A year after YouTubers launched a campaign to raise enough money to plant 20 million trees, the campaign is in a critical phase: planting the trees and ensuring their survival. Even though fundraising was a resounding success, making sure the planet gets its bang for that buck will be harder. The charity coordinating the tree planting, Arbor Day Foundation, says it’s on track to reach its goal of having all 20 million trees in the ground by the end of 2022. But it faced some bumps in the road this year as the ongoing pandemic and historic wildfires unfolded.
Jimmy “MrBeast” Donaldson got the campaign, dubbed #TeamTrees, rolling last October as a way to commemorate his YouTube channel reaching 20 million subscribers. More than 600 YouTubers, including popular creators like Mark Rober (8.7M subscribers), Marshmello (40.2M), and Marques Brownlee (9.5M), jumped on board. By December, they had surpassed their goal of raising $20 million dollars, enough to plant 20 million trees.
The Arbor Day Foundation set a goal of getting a little over 7 million trees in the ground this year and is nearly two-thirds of the way there, with 4.6 million planted. The foundation partners with other organizations and forest services around the world that plant the trees. In Madagascar, 100,000 mangroves, trees that are especially good at protecting shorelines from rising sea levels and storm surges, have already been planted. Senegal is set to be home to a million new fruit and nut trees by the end of 2020; the country will host the largest number of trees being planted in a single place this year. The place with the next highest number of trees is Michigan, where more than 657,000 trees were planted in the state’s pine forests.
“I was bracing myself for the impacts of COVID“
Because of the pandemic, the Arbor Day Foundation says that about 10 percent of the projects that were supposed to be part of #TeamTrees were canceled.
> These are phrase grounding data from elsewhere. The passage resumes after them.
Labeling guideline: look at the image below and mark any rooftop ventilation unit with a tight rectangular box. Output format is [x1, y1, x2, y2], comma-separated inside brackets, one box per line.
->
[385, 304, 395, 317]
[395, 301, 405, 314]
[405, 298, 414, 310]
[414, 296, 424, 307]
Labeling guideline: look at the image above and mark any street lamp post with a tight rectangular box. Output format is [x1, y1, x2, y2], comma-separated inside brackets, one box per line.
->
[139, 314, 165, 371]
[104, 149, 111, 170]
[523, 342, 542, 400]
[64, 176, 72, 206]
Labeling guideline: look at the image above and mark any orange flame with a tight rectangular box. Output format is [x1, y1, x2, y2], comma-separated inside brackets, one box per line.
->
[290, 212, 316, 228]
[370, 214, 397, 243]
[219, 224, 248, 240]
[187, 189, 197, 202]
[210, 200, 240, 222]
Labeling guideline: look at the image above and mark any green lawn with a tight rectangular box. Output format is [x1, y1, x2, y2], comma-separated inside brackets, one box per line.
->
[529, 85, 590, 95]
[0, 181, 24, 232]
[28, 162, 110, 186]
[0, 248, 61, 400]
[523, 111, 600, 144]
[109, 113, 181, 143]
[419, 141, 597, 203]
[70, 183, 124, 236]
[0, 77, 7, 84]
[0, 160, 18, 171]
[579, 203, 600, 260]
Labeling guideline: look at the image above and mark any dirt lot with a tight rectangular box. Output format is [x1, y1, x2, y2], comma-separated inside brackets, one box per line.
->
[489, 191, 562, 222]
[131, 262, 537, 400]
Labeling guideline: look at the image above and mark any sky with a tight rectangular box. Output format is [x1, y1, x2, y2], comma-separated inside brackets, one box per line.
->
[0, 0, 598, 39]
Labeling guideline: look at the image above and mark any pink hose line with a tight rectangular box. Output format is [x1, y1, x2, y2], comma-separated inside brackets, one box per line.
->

Many of the canceled projects were reforestation efforts based in the upper Midwest of the US. But that was ultimately a smaller blow from COVID-19 than the foundation initially expected.
“I was bracing myself for the impacts of COVID to the program. And of course there were definitely impacts, but not nearly what I thought it would be,” says Bradley Brandt, who manages forest restoration programs for the Arbor Day Foundation. “The good news is that [our partners] are working outdoors, and so you can still plant trees and do what you need to do outdoors as long as you do it safely.”
Historic wildfires were another cause for concern this year, as blazes burned through a record-smashing amount of land across the West Coast of the US. “I’m more concerned about them as we speak right now because California is having the largest fire season on record,” Brandt says.
How projects will move forward in the West, as a result, is still up in the air, according to Brandt. “They’re busy right now as they’re trying to put out fires, and they’re working on the safety of human beings … they’re not as geared towards talking with me about restoration quite yet,” Brandt says. But pretty soon, Brandt expects there to be a huge need to restore forests that have burned.
When the Arbor Day Foundation’s partners do begin replanting in devastated areas, they’ll need to think about what trees will be the most resilient. Climate change is driving more severe droughts and fire seasons in places like California. “The Forest Service is dealing with climate change right now. And they’re starting to have to make some tough decisions about tree species — are the species we’re planting right now going to be a great idea in 30 years?” Brandt says.
Forests are becoming more vulnerable in a warming world
Forests, from the giant sequoias in California to mangrove forests in the tropics, are becoming more vulnerable in a warming world. But they also play a big role in slowing down climate change by taking in and storing the planet-heating carbon dioxide that people release by burning fossil fuels.
For efforts like #TeamTrees to play a starring role in climate solutions, the right trees need to be planted in the right places. Planting new species or seeding row after row of the same species in places where they weren’t before can harm native ecosystems. Restoring and protecting damaged forests is a safer route and has been especially effective when paired with programs that support local communities and Indigenous peoples who call those forests home.
Arbor Day Foundation says it considers all of that when choosing tree planting partners. That’ll be key to ensuring each young saplings’ survival. Since trees only trap carbon while they’re alive and thriving, their success in the decades — if not centuries — to come will also be important for our survival in a warming world.